Ils se promettent de danser jusqu’au bout. SUGA l’a dit sans détour dans une interview vidéo publiée le 16 avril : « Je crois que nous pourrons continuer jusque dans nos 70 et 80 ans. » Il ajoute aussitôt une précision pratique — il faudra sans doute alléger les chorégraphies — mais pas l’idée même de rester ensemble sur scène.

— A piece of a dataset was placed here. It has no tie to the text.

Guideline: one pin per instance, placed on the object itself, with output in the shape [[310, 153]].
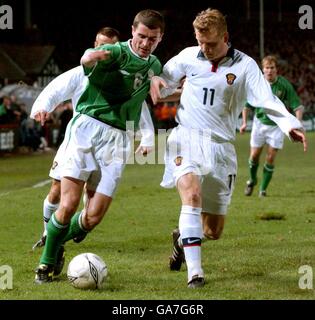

Ce n’est pas de la nostalgie forcée. Pour lui, RM, Jin, Jimin, V, j-hope et Jung Kook restent avant tout une compagnie réjouissante. « Ils sont vraiment drôles. C’est agréable d’être avec eux. Je les considère comme ma famille », confie-t-il, expliquant que ce lien fort fait sans doute partie du succès du groupe.
Après plusieurs années séparées — chacun pour un projet solo ou pour effectuer son service militaire — le septuor a choisi la continuité plutôt que la rupture. Avant d’entrer dans l’armée, je savais que nous allions toujours nous retrouver. La tournée mondiale du groupe durera jusqu’en mars 2027.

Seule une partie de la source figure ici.